Pour ce faire, la société civile a ouvert la voie, tel que le démontrent les finalistes de l’Atlas des Utopies, un projet de l’Institut Transnational qui vise à rassembler les expériences de communautés du monde entier pour mener des politiques transformatrices, en particulier dans les secteurs du logement, de l’eau, de l’alimentation et de l’énergie. À titre d’exemple, à Petorca, au Chili, « Agua para todxs », un syndicat rural rassemblant des fournisseurs d’eau communautaires, a proposé des solutions durables à la crise de l’eau en renforçant la mobilisation à l’échelle communautaire. À Pengon, en Palestine, les femmes palestiniennes jouent un rôle de première ligne dans le secteur de l’énergie durable. Cette initiative, menée par des femmes issues des communautés locales, vise à transformer le système de production d’énergie, notamment en leur donnant le contrôle dans le domaine de l’énergie solaire. Elle permet aussi aux femmes d’être intégrées de manière active dans les prises de décision dans le secteur de l’énergie propre et d’insuffler du changement dans leurs communautés.

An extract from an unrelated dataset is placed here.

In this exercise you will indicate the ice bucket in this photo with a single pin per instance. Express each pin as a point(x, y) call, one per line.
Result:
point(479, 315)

Ces expériences des membres et partenaires de la Plateforme Globale pour le Droit à la Ville et des Villes Transformatrices montrent que la défense du Droit à la Ville pour toutes et pour tous est possible. En s’appuyant sur son caractère transversal et démocratique, ainsi que sur sa portée territoriale, nous revendiquons le fait d’utiliser le Droit à la Ville comme une feuille de route pour sortir renforcé-e-s de ces crises. Aujourd’hui, et comme jamais auparavant, nous avons pris conscience de l’interdépendance entre tous les droits humains. Nous devons adopter une approche globale, ancrée dans le territoire et construite de manière conjointe par les membres de la société, les gouvernements locaux et nationaux, et les organisations internationales engagées pour construire cet autre monde possible, plus juste, solidaire et durable.

Auteurs:

Isabel Pascual Díaz et Sophia Neitzert Torres font partie de la Plateforme Globale pour le Droit à la Ville, un mouvement composé d’organisations de la société civile, de réseaux et d’organisations de gouvernements locaux engagés dans le changement social et qui promeuvent, défendent et mettent en œuvre le Droit à la Ville. Elles sont également membres de la Coalition Internationale de l’Habitat (HIC), un réseau mondial qui œuvre pour la défense, la promotion et la mise en œuvre des droits humains liés à l’habitat dans les zones rurales et urbaines.

Josephine Valeske et Melissa Koutouzis sont membres de l’équipe du Transnational Institute, un institut international de recherche politique et de plaidoyer qui œuvre pour un monde plus juste, plus démocratique et plus durable.